De rechtbank legt uit dat de moeder niet verplicht was dit aan de sociale zekerheid te melden, die er meer dan vier jaar over deed om de vermeende onterechte uitkering op te sporen, waardoor de rechter haar vordering verjaard verklaarde.
Een vrouw hoeft geen 15.430,20 euro terug te betalen aan de sociale zekerheid, nadat deze haar had gevraagd om de uitkering voor haar gehandicapte broer met een handicap van meer dan 65% terug te betalen. Het Hooggerechtshof van Galicië heeft het beroep van de sociale zekerheid afgewezen, omdat de vordering voor deze onverschuldigde betaling was verjaard, aangezien er meer dan vier jaar was verstreken sinds de toekenning van de uitkering in 2006.
Volgens de uitspraak werd deze vrouw in 2005 door de sociale zekerheid een wezenpensioen toegekend met een aanvullende toeslag “voor een meerderjarig kind met een handicap voor het wettelijk vastgestelde bedrag” voor haar broer Claudio, die een handicap van meer dan 65% heeft. Later, in 2006, vroeg de vrouw opnieuw bij de sociale zekerheid om de uitkering voor een kind ten laste ouder dan 18 jaar met een handicap van meer dan 65%, die met financiële gevolgen werd toegekend vanaf april van dat jaar. Zo bleef het meer dan 15 jaar.

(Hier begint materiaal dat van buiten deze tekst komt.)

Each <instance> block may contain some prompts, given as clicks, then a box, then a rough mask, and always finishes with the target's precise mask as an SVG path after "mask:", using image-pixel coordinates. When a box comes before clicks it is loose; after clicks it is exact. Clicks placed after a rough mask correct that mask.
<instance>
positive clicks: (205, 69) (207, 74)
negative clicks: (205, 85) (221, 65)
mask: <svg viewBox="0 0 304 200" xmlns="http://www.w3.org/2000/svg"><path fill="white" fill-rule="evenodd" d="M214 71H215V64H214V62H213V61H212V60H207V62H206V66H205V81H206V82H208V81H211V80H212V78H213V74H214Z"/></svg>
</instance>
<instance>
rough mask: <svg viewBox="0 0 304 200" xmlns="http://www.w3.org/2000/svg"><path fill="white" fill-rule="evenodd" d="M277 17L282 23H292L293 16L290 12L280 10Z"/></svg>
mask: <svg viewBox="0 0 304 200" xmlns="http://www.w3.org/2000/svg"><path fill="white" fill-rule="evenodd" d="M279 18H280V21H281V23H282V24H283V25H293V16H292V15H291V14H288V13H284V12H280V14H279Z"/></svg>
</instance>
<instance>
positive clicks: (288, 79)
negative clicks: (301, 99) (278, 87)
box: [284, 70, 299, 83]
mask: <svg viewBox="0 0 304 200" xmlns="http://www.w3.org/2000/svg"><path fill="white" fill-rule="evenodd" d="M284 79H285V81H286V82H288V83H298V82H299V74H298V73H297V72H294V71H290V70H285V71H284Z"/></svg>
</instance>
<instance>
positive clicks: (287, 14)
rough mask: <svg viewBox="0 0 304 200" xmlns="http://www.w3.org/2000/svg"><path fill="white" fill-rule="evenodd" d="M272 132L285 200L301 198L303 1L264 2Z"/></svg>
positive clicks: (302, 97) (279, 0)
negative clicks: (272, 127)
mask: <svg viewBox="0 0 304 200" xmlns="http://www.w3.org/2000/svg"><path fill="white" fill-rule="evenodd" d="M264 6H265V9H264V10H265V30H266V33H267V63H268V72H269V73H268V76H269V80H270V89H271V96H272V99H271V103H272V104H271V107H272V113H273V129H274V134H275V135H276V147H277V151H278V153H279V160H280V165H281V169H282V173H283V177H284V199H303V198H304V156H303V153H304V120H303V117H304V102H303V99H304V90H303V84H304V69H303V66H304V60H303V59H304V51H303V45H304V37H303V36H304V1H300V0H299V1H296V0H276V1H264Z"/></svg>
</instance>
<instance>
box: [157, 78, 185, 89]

Na het overlijden van deze vrouw nam haar zus de wettelijke voogdij op zich. Dat duurde bijna een jaar, totdat de sociale zekerheid in november 2023 een herziening van het dossier startte en 15.430,20 euro terugvorderde die volgens de sociale zekerheid “ten onrechte was ontvangen sinds 1 juni 2019”. Om dit te begrijpen: sinds 2019 was een deel van de gezinsbijslag (per kind ten laste) ten onrechte uitbetaald.
De zus was het hier niet mee eens, omdat zij van mening was dat deze vordering was verjaard omdat er meer dan vier jaar was verstreken. Na een mislukte administratieve klacht besloot zij daarom naar de rechter te stappen.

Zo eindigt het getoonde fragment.